D’autant plus que cette
pratique est un scandale éventé : dans toute action clandestine
effectuée par les membres d’un service secret, l’usage de faux
papiers n’est pas une malheureuse exception mais la règle
nécessaire. Quand des agents français s’aventurèrent, en 1985,
dans une action calamiteuse contre le Rainbow Warrior,
navire de l’organisation Greenpeace, ce sont des passeports
suisses qui sont utilisés. Tous les services spéciaux utilisent,
parfois ou régulièrement, des pièces d’identité frauduleuses, y
compris ceux-là même du pays qui s’indigne aujourd’hui haut et
fort :
l’Australie.
Et alors qu’Israël
se voit obligé d’affronter de nouveaux défis, comme son entrée,
acquise après un lobbying de seize ans et célébrée jeudi à
Paris, dans le club très fermé des 34 pays membres de l’OCDE,
Tel Aviv n’en a pas fini d’être rattrapé par son passé trouble
comme en témoigne la récente
divulgation de son accord de coopération
nucléaire, en 1975, avec l’Afrique du sud.

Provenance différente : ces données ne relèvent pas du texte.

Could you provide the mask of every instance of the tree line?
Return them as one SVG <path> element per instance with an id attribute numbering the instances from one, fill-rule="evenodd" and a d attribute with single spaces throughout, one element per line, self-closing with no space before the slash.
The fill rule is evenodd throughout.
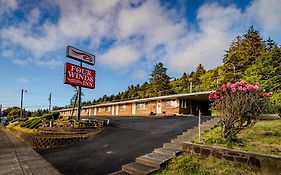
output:
<path id="1" fill-rule="evenodd" d="M 226 82 L 246 80 L 252 84 L 259 82 L 263 89 L 272 91 L 272 101 L 281 110 L 281 48 L 271 38 L 264 40 L 252 26 L 230 42 L 222 59 L 223 64 L 214 69 L 206 70 L 199 64 L 194 71 L 174 79 L 169 77 L 163 63 L 156 63 L 147 82 L 130 85 L 117 94 L 84 101 L 82 105 L 189 93 L 191 86 L 192 92 L 207 91 Z M 66 107 L 73 103 L 72 98 Z"/>

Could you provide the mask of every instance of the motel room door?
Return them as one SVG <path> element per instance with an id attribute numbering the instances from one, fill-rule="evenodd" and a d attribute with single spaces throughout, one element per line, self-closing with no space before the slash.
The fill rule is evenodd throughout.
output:
<path id="1" fill-rule="evenodd" d="M 133 103 L 132 104 L 132 115 L 136 115 L 136 108 L 137 108 L 137 104 Z"/>
<path id="2" fill-rule="evenodd" d="M 156 102 L 156 114 L 161 114 L 162 113 L 162 104 L 161 101 Z"/>
<path id="3" fill-rule="evenodd" d="M 112 108 L 112 109 L 111 109 L 111 110 L 112 110 L 112 111 L 111 111 L 111 115 L 114 115 L 114 114 L 115 114 L 115 108 L 114 108 L 114 107 L 115 107 L 115 106 L 112 105 L 112 107 L 111 107 L 111 108 Z"/>

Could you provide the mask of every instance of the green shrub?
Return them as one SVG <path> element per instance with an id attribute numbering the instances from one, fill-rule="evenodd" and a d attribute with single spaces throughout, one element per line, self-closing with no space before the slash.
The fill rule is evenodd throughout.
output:
<path id="1" fill-rule="evenodd" d="M 41 118 L 44 118 L 46 120 L 51 120 L 51 119 L 56 120 L 56 119 L 58 119 L 59 115 L 60 115 L 59 112 L 53 112 L 53 113 L 50 113 L 50 114 L 43 114 L 41 116 Z"/>
<path id="2" fill-rule="evenodd" d="M 42 119 L 39 117 L 36 117 L 36 118 L 30 118 L 29 120 L 24 121 L 23 123 L 20 124 L 20 126 L 33 129 L 33 128 L 38 128 L 41 123 L 42 123 Z"/>
<path id="3" fill-rule="evenodd" d="M 34 119 L 27 128 L 30 128 L 30 129 L 38 128 L 41 123 L 42 123 L 41 118 Z"/>
<path id="4" fill-rule="evenodd" d="M 213 101 L 212 108 L 220 114 L 222 137 L 235 141 L 240 131 L 252 127 L 259 116 L 267 112 L 271 96 L 272 92 L 265 93 L 259 84 L 251 85 L 245 81 L 228 82 L 212 91 L 209 99 Z"/>
<path id="5" fill-rule="evenodd" d="M 33 119 L 26 120 L 20 124 L 20 127 L 26 127 L 32 122 Z"/>
<path id="6" fill-rule="evenodd" d="M 43 114 L 40 116 L 42 119 L 51 120 L 53 118 L 52 114 Z"/>

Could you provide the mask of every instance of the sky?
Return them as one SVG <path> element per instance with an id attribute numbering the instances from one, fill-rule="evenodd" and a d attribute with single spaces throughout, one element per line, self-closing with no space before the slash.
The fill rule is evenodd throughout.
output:
<path id="1" fill-rule="evenodd" d="M 157 62 L 171 77 L 222 64 L 231 40 L 254 26 L 281 43 L 281 0 L 0 0 L 0 104 L 69 104 L 63 83 L 74 46 L 96 56 L 96 88 L 83 101 L 143 84 Z"/>

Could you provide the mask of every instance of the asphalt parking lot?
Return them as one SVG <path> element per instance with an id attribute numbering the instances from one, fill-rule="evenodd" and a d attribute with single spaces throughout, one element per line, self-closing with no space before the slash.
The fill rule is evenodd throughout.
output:
<path id="1" fill-rule="evenodd" d="M 110 126 L 95 138 L 62 148 L 39 151 L 60 173 L 112 173 L 152 152 L 198 124 L 198 117 L 108 117 Z M 206 121 L 210 117 L 202 117 Z"/>

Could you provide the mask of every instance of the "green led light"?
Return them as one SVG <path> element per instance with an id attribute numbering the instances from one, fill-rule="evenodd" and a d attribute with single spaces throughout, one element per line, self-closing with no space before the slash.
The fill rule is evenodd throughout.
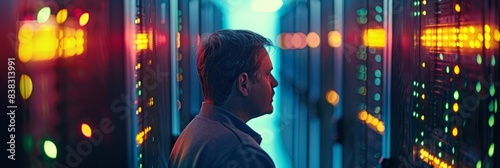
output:
<path id="1" fill-rule="evenodd" d="M 142 163 L 139 163 L 139 168 L 142 168 Z"/>
<path id="2" fill-rule="evenodd" d="M 380 78 L 375 78 L 374 83 L 375 83 L 375 86 L 380 86 L 380 83 L 381 83 Z"/>
<path id="3" fill-rule="evenodd" d="M 50 18 L 50 8 L 43 7 L 42 9 L 40 9 L 40 11 L 38 11 L 36 18 L 37 18 L 36 20 L 40 24 L 47 22 Z"/>
<path id="4" fill-rule="evenodd" d="M 366 72 L 366 65 L 358 65 L 358 72 Z"/>
<path id="5" fill-rule="evenodd" d="M 379 69 L 375 70 L 375 77 L 380 78 L 382 76 L 382 71 Z"/>
<path id="6" fill-rule="evenodd" d="M 413 96 L 417 96 L 417 92 L 416 91 L 413 91 Z"/>
<path id="7" fill-rule="evenodd" d="M 366 16 L 367 13 L 368 12 L 364 8 L 358 9 L 358 11 L 356 11 L 356 14 L 358 14 L 358 16 Z"/>
<path id="8" fill-rule="evenodd" d="M 443 142 L 439 141 L 438 145 L 439 145 L 439 147 L 443 146 Z"/>
<path id="9" fill-rule="evenodd" d="M 417 86 L 417 81 L 413 81 L 413 86 Z"/>
<path id="10" fill-rule="evenodd" d="M 481 92 L 481 83 L 480 82 L 477 82 L 476 83 L 476 92 Z"/>
<path id="11" fill-rule="evenodd" d="M 382 62 L 382 56 L 380 54 L 375 55 L 375 61 Z"/>
<path id="12" fill-rule="evenodd" d="M 493 100 L 490 101 L 490 104 L 488 104 L 488 110 L 490 110 L 490 112 L 493 112 L 493 107 L 494 107 L 494 104 L 493 104 Z"/>
<path id="13" fill-rule="evenodd" d="M 413 12 L 413 16 L 417 16 L 417 12 Z"/>
<path id="14" fill-rule="evenodd" d="M 444 127 L 444 133 L 448 133 L 448 127 Z"/>
<path id="15" fill-rule="evenodd" d="M 450 67 L 446 66 L 446 73 L 450 73 Z"/>
<path id="16" fill-rule="evenodd" d="M 413 6 L 417 6 L 417 1 L 413 2 Z"/>
<path id="17" fill-rule="evenodd" d="M 382 7 L 376 6 L 375 11 L 377 11 L 378 13 L 382 13 Z"/>
<path id="18" fill-rule="evenodd" d="M 451 159 L 451 165 L 455 165 L 455 159 Z"/>
<path id="19" fill-rule="evenodd" d="M 441 152 L 439 152 L 438 156 L 441 158 L 441 157 L 443 157 L 443 154 Z"/>
<path id="20" fill-rule="evenodd" d="M 448 114 L 444 115 L 444 121 L 448 122 Z"/>
<path id="21" fill-rule="evenodd" d="M 43 151 L 45 152 L 45 155 L 47 155 L 49 158 L 55 159 L 57 157 L 57 147 L 54 142 L 50 140 L 45 140 L 43 142 Z"/>
<path id="22" fill-rule="evenodd" d="M 476 168 L 481 168 L 483 164 L 481 163 L 481 160 L 477 161 L 476 163 Z"/>
<path id="23" fill-rule="evenodd" d="M 425 89 L 425 83 L 422 83 L 422 89 Z"/>
<path id="24" fill-rule="evenodd" d="M 490 86 L 490 96 L 491 97 L 495 96 L 495 86 L 494 85 Z"/>
<path id="25" fill-rule="evenodd" d="M 418 113 L 417 113 L 417 115 L 415 115 L 415 117 L 417 117 L 417 118 L 418 118 Z"/>
<path id="26" fill-rule="evenodd" d="M 419 84 L 419 83 L 417 82 L 417 86 L 418 86 L 418 84 Z"/>
<path id="27" fill-rule="evenodd" d="M 415 107 L 417 107 L 417 108 L 418 108 L 418 103 L 415 105 Z"/>
<path id="28" fill-rule="evenodd" d="M 449 105 L 448 105 L 448 102 L 446 102 L 446 103 L 444 104 L 444 109 L 448 110 L 448 108 L 449 108 Z"/>
<path id="29" fill-rule="evenodd" d="M 373 100 L 380 101 L 380 94 L 379 93 L 375 93 L 375 95 L 373 95 Z"/>
<path id="30" fill-rule="evenodd" d="M 495 143 L 491 143 L 490 148 L 488 149 L 488 156 L 492 157 L 495 154 Z"/>
<path id="31" fill-rule="evenodd" d="M 358 51 L 361 53 L 366 53 L 366 46 L 365 45 L 360 45 L 358 48 Z"/>
<path id="32" fill-rule="evenodd" d="M 380 16 L 380 15 L 375 15 L 375 20 L 376 20 L 377 22 L 382 22 L 382 16 Z"/>
<path id="33" fill-rule="evenodd" d="M 359 87 L 358 94 L 365 95 L 366 94 L 366 87 L 364 87 L 364 86 Z"/>
<path id="34" fill-rule="evenodd" d="M 31 153 L 33 151 L 33 136 L 31 134 L 24 134 L 23 139 L 24 149 L 26 149 L 26 152 Z"/>
<path id="35" fill-rule="evenodd" d="M 455 93 L 453 93 L 453 98 L 455 98 L 455 100 L 458 100 L 458 98 L 460 98 L 460 94 L 458 93 L 458 90 L 455 90 Z"/>
<path id="36" fill-rule="evenodd" d="M 360 48 L 360 50 L 361 50 L 361 48 Z M 363 51 L 358 52 L 357 57 L 359 60 L 363 60 L 363 61 L 366 60 L 366 52 L 363 52 Z"/>
<path id="37" fill-rule="evenodd" d="M 424 136 L 424 131 L 420 132 L 420 136 Z"/>
<path id="38" fill-rule="evenodd" d="M 373 111 L 375 111 L 375 113 L 380 113 L 380 110 L 381 110 L 380 106 L 377 106 Z"/>
<path id="39" fill-rule="evenodd" d="M 483 63 L 483 59 L 481 58 L 481 55 L 477 54 L 477 56 L 476 56 L 476 62 L 479 65 L 481 65 L 481 63 Z"/>
<path id="40" fill-rule="evenodd" d="M 141 96 L 141 95 L 142 95 L 142 91 L 141 91 L 141 90 L 138 90 L 138 91 L 137 91 L 137 95 Z"/>
<path id="41" fill-rule="evenodd" d="M 356 73 L 356 78 L 361 81 L 366 81 L 366 72 L 358 72 Z"/>
<path id="42" fill-rule="evenodd" d="M 488 125 L 490 125 L 490 127 L 493 127 L 493 125 L 495 125 L 495 116 L 493 116 L 493 114 L 491 114 L 490 119 L 488 119 Z"/>
<path id="43" fill-rule="evenodd" d="M 368 21 L 365 16 L 358 17 L 357 20 L 359 24 L 366 24 L 366 22 Z"/>
<path id="44" fill-rule="evenodd" d="M 495 59 L 495 55 L 491 56 L 491 66 L 495 66 L 497 64 L 497 60 Z"/>
<path id="45" fill-rule="evenodd" d="M 358 105 L 358 110 L 364 110 L 365 109 L 365 103 L 360 103 Z"/>
<path id="46" fill-rule="evenodd" d="M 439 53 L 439 59 L 440 59 L 440 60 L 444 60 L 443 53 Z"/>
<path id="47" fill-rule="evenodd" d="M 141 154 L 139 154 L 139 159 L 142 159 L 142 153 L 141 153 Z"/>
<path id="48" fill-rule="evenodd" d="M 498 99 L 495 99 L 495 113 L 498 111 Z"/>
<path id="49" fill-rule="evenodd" d="M 420 145 L 424 146 L 424 141 L 420 142 Z"/>
<path id="50" fill-rule="evenodd" d="M 418 142 L 418 138 L 415 138 L 415 143 L 417 143 L 417 142 Z"/>
<path id="51" fill-rule="evenodd" d="M 451 153 L 455 154 L 455 147 L 451 148 Z"/>

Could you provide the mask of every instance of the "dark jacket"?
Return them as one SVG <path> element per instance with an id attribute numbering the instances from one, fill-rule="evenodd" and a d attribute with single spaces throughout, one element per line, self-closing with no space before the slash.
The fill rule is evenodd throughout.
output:
<path id="1" fill-rule="evenodd" d="M 169 157 L 171 167 L 275 167 L 261 136 L 232 113 L 203 103 Z"/>

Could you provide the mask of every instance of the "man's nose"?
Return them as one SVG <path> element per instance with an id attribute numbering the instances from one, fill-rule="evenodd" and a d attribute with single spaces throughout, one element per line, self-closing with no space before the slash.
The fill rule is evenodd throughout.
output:
<path id="1" fill-rule="evenodd" d="M 276 78 L 274 76 L 273 76 L 272 86 L 273 86 L 273 88 L 275 88 L 276 86 L 278 86 L 278 80 L 276 80 Z"/>

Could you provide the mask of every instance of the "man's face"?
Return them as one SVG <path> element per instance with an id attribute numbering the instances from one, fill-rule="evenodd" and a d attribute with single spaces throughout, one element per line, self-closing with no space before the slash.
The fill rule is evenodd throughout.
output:
<path id="1" fill-rule="evenodd" d="M 273 112 L 274 89 L 278 86 L 278 81 L 271 74 L 273 64 L 269 54 L 262 49 L 259 54 L 264 55 L 257 70 L 255 80 L 249 82 L 249 108 L 252 110 L 252 118 Z"/>

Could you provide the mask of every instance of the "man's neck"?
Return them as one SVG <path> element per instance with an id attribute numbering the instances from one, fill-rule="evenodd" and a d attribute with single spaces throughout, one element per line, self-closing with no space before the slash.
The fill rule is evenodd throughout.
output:
<path id="1" fill-rule="evenodd" d="M 229 111 L 231 114 L 235 115 L 238 117 L 243 123 L 247 123 L 250 120 L 250 116 L 248 115 L 248 112 L 244 110 L 244 107 L 241 103 L 238 102 L 229 102 L 226 101 L 224 104 L 220 105 L 219 107 Z"/>

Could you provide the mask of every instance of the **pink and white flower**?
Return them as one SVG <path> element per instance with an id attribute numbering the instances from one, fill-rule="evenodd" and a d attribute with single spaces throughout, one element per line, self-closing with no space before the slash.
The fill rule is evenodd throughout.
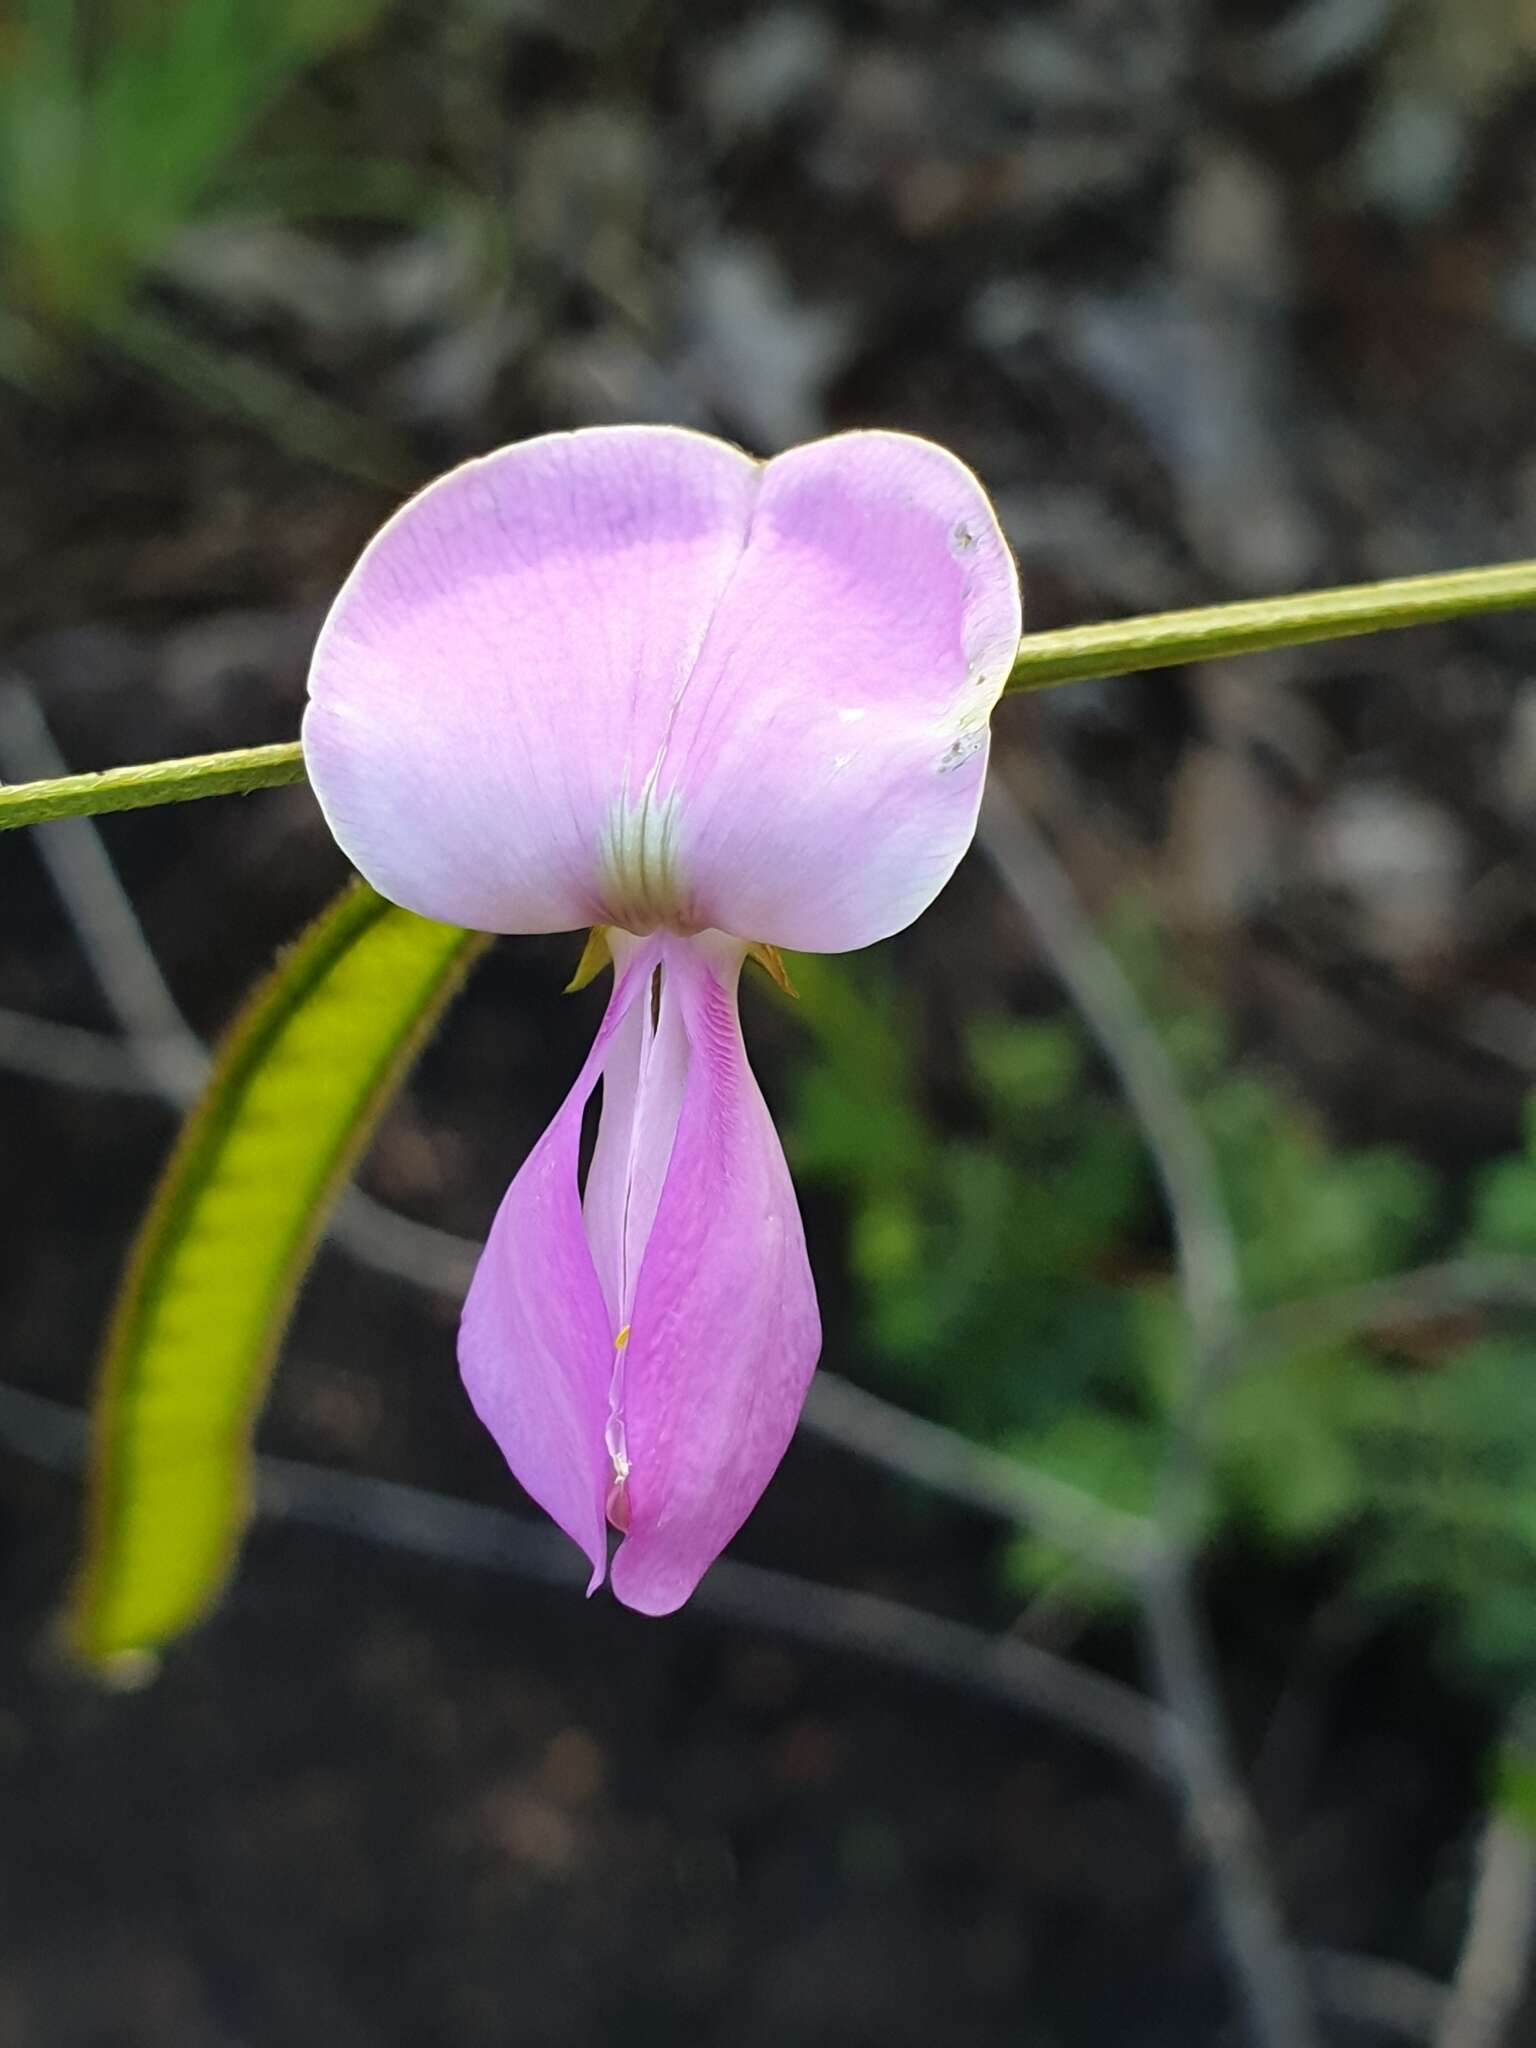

Une révélation
compromettante qui sonne comme un coup double, confirmant à la
fois l’existence d’un armement nucléaire en Israël
et la proximité idéologique de la force occupant les territoires
palestiniens avec le régime de l’apartheid.
Au-delà de ces
péripéties, concernant le demi fiasco retentissant du Mossad à
Dubaï, et cette
opération qui a finalement porté ses fruits puisque la cible a
été éliminé sans l’arrestation du commando, une question demeure.
Qui savait quoi ? Le quotidien
The Daily Mail n’a pas hésité, suite à la
confession d’une source israélienne, à suggérer l’hypothèse
selon laquelle le service extérieur des renseignements anglais,
le MI-6, et le ministère des Affaires étrangères étaient
informés au préalable, et dans les grandes lignes, de la mission
du Mossad, ce qui relativiserait, à leur tour, les cris
d‘orfraie poussés par le gouvernement britannique. Mais, dès
lors, si l’on peut envisager que des alliés traditionnels d’Israël,
notamment la Grande-Bretagne et la France, ont su et laissé
faire, quels seraient dans ce cas les véritables enjeux derrière
la dénonciation atypique du Mossad par des alliés et pour des
agissements éventuellement anticipés ?
Rafael Eitan,
ancien ministre israélien et ex-agent du Mossad qui dirigea
l’équipe ayant capturé le criminel de guerre Adolf Eichmann,
suggère, pour sa part, une autre piste, a
priori rocambolesque : selon lui, ce serait une faction
étrangère qui aurait voulu discréditer Israël
en simulant à la perfection une
opération du Mossad. Si certains ne manqueront pas de voir, dans
cette suggestion d’un simulacre, le déni de la culpabilité
flagrante des espions israéliens, d’autres seront sans doute
surpris, et peut-être ravis, d’envisager l’hypothèse qu’il
existerait, à travers le monde, d’autres groupes, autrement plus
redoutables et en discrète rivalité avec le tout-puissant Mossad.
« Par la tromperie, la guerre tu mèneras » : telle est
la devise du prestigieux service secret israélien. Dans l’art de
la duperie, appliqué au monde occulte du renseignement, on finit
toujours par trouver, tôt ou tard, adversaire plus ingénieux.